Je dois en faire en plus a cause de mon sexe, je te jure, cest dommage et quand j’en parle on me dit d’arrêter, d’en faire tout un fromage

Ici ça rap tout court, on ne fait pas de rap feminin (yeah)

Principalement elle appartient au collectif des rappeuses, mais ne veut pas être diminuée dans la scène du rap français, parmi ses collègues masculins. Ainsi la question se pose si cette catégorisation supplémentaire de rap féminin est vraiment nécessaire.

Tous les jours, je pense chèque
Tous les jours, je trime
Les rageux en chien depuis que je brille
On n’est pas les mêmes, on n’aura pas la même vie
On n’est pas les mêmes, on n’aura pas la même vie

Je dois en faire en plus à cause de mon sexe, je te jure, c’est dommage
Et quand j’en parle on m’dit d’arrêter, d’en faire tout un fromage

C’est vous les pros, logiquement j’ai pas besoin d’vous faire un dessin

Ici ça rap tout court , on ne fait pas de rap féminin (Yeah)

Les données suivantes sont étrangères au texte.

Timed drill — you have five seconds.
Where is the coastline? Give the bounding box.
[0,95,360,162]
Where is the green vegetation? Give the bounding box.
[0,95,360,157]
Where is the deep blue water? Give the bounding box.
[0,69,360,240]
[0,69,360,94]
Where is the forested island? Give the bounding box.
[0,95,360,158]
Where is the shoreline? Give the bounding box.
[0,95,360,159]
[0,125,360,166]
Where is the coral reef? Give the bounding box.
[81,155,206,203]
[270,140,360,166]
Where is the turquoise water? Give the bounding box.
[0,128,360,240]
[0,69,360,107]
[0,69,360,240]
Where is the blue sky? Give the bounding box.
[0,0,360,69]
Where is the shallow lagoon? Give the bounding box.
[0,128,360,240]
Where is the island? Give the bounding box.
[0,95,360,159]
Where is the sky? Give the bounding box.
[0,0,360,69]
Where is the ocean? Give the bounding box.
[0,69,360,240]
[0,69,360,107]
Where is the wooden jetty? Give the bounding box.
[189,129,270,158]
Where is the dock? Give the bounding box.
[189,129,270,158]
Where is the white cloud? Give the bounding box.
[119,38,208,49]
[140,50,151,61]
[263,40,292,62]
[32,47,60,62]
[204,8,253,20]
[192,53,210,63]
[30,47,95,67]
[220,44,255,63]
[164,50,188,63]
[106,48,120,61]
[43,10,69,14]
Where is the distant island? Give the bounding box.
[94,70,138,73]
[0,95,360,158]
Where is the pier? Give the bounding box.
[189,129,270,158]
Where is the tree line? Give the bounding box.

Le refrain est puissant et interprété par Vicky R dans sa capacité de femme d’affaires et peut etre compris comme une motivation pour le capital économique, normalement connu dans le rôle masculin du rappeur gangster. Ensuite, l’anaphore tous les jours souligne l’intersectionnalité à laquelle la rappeuse est confrontée quotidiennement, en séparant clairement son expérience de celle de ses collègues masculins.

N’aime pas les flocos, demande à Dada et Juiice

On n’a pas les mêmes chances, c’est pour ça qu’on pousse

Notamment, cette partie est pertinente du point de vue intersectionnel car les rappeuses Dada et Juuice partagent le même genre que Vicky R et sont toutes les trois des femmes noires françaises. La phrase finale on n’a pas les mêmes chances, c’est pour ça qu’on pousse peut être ici, contrairement au refrain, une différenciation par rapport aux collègues rappeuses et une reconnaissance supplémentaire aux rappeuses noires.

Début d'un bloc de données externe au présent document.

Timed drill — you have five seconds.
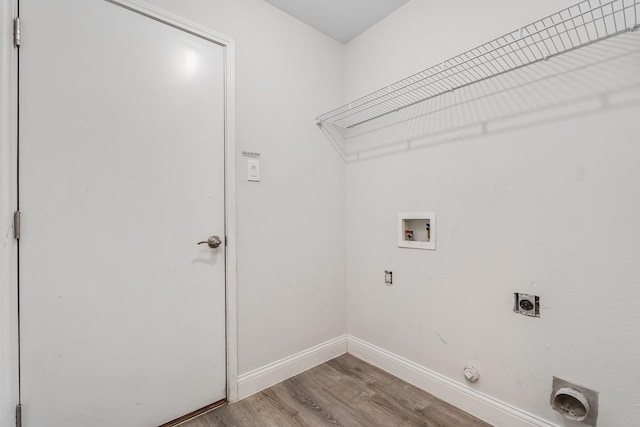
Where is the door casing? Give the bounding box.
[0,0,238,424]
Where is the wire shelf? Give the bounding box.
[316,0,640,129]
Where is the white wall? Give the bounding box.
[345,0,640,426]
[141,0,346,374]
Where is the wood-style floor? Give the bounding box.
[181,354,490,427]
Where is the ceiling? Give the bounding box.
[265,0,409,43]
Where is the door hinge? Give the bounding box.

Finalement, Vicky R et sa chanson offrent une critique et une mise en valeur de son rôle de femme dans le monde du rap ainsi qu’une revendication pour l’inclusion et l’égalité des genres, où elles représentent des femmes fortes, des femmes d’affaires, en differents facettes.

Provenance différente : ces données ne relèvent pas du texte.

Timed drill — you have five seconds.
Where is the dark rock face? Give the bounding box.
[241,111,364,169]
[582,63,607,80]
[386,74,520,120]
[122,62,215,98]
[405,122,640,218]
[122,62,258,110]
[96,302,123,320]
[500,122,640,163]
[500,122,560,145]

Encore marginal il y a 40 ans, le rap est aujourd’hui écouté par un Français sur trois et 80% des moins de 25 ans. Ainsi, aujourd’ hui, le rap se trouve à la tête du capital économique musical, sans forcément attendre la reconnaissance de la majorité.

Dans mon analyse, les trois rappeurs et la rappeuse se sont engagé.e.s en faveur d’un ou plusieurs groupes minoritaires en France, en se mêlant à l’esthétique ou en protestation directe. Ainsi, le rap français comme instrument de protestation est plutôt considéré comme un moyen d’engagement, sous différentes formes et styles. Essentiellement, il fait des marginaux la norme, avec une conscience collective dans un mouvement d’empouvoirement.

Enfin, je voulais représenter le potentiel académique du rap français et promouvoir l’intersectionnalité, encore peu appliquée dans le domaine des études culturelles en France, comme premier pas vers la mise en évidence académique des minorités en France sur plusieurs nuances, et spécialement le collectif des femmes dans le rap français.